Marketing Heath Ledger’s Death

January 31st, 2009

January 22, 2008 marked the death of talented, rising actor Heath Ledger. He died of a drug overdose at the age of 28. At the time of his death, he appeared in nineteen films. He had finished portraying the Joker in the 2008 film, The Dark Knight just before his shocking death. He was also working on another movie project which is scheduled to be released this year.

After he died, marketers changed their form of advertising. For the movie The Dark Knight, no longer would you see advertisements with batman on the cover. It was primarily Heath Ledger, writing the famous phrase, “Why so serious?” in red. Even today, if you turn on the television, don’t be surprised to see one of his films. Many popular television channels like to play A Knight’s Tale. I would like to say that all of this is out of respect for Heath Ledger, but I’m afraid that it’s not entirely true. It’s all about the money. If you recall from our previous article, The Gravesite of James Dean, you will find more information than just about the ghostly appearances of deceased actor James Dean, who has become a legend over the years despite being in only three films. What do James Dean and Heath Ledger have in common? They both died in their 20s (James Dean at 24, Heath Ledger at 28) with shocking deaths upon mainstream success. They both had a lot of potential in them and had a bright future ahead of them.

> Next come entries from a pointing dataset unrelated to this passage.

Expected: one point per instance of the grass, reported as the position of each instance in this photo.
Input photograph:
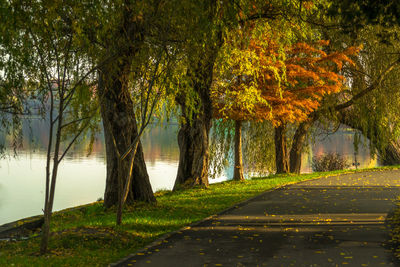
(89, 237)
(394, 226)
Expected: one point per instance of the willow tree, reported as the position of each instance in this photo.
(59, 74)
(127, 37)
(210, 22)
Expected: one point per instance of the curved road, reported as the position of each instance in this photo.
(333, 221)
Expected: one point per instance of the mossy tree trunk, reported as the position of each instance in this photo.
(238, 167)
(281, 155)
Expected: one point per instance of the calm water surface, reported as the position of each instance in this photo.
(81, 178)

The deaths of these actors are shocking to movie-viewers around the world. Once they passed away, marketers feel they have hit the jackpot. The news broadcasting alone had a major impact on their movie sales. Once Heath Ledger died, everyone started becoming a fan despite seeing any of his movies. The movie The Dark Knight had a gross revenue of $997,919,903, making it the second largest in history, right under Titanic. The previous Batman film, Batman Begins, only had a gross revenue of $372,253,017. Although it is not proven, we all know that his death had something to do with the spark in revenue. Everyone felt the need to see the movie the supporting actor “died for”.

This is the problem with Hollywood, actors are not treated like people, but as objects. Although it is not certain, I find it highly unlikely that he committed suicide by overdose. He left behind all his friends and family. I’m sure he is not grateful that his film has become such a success. All these awards and marketing techniques are just used as hype. Many are profiting off of his death and every dollar should be going to the family he has left behind.

Three hours after writing this article, I turn on the television to find A Knight’s Tale on.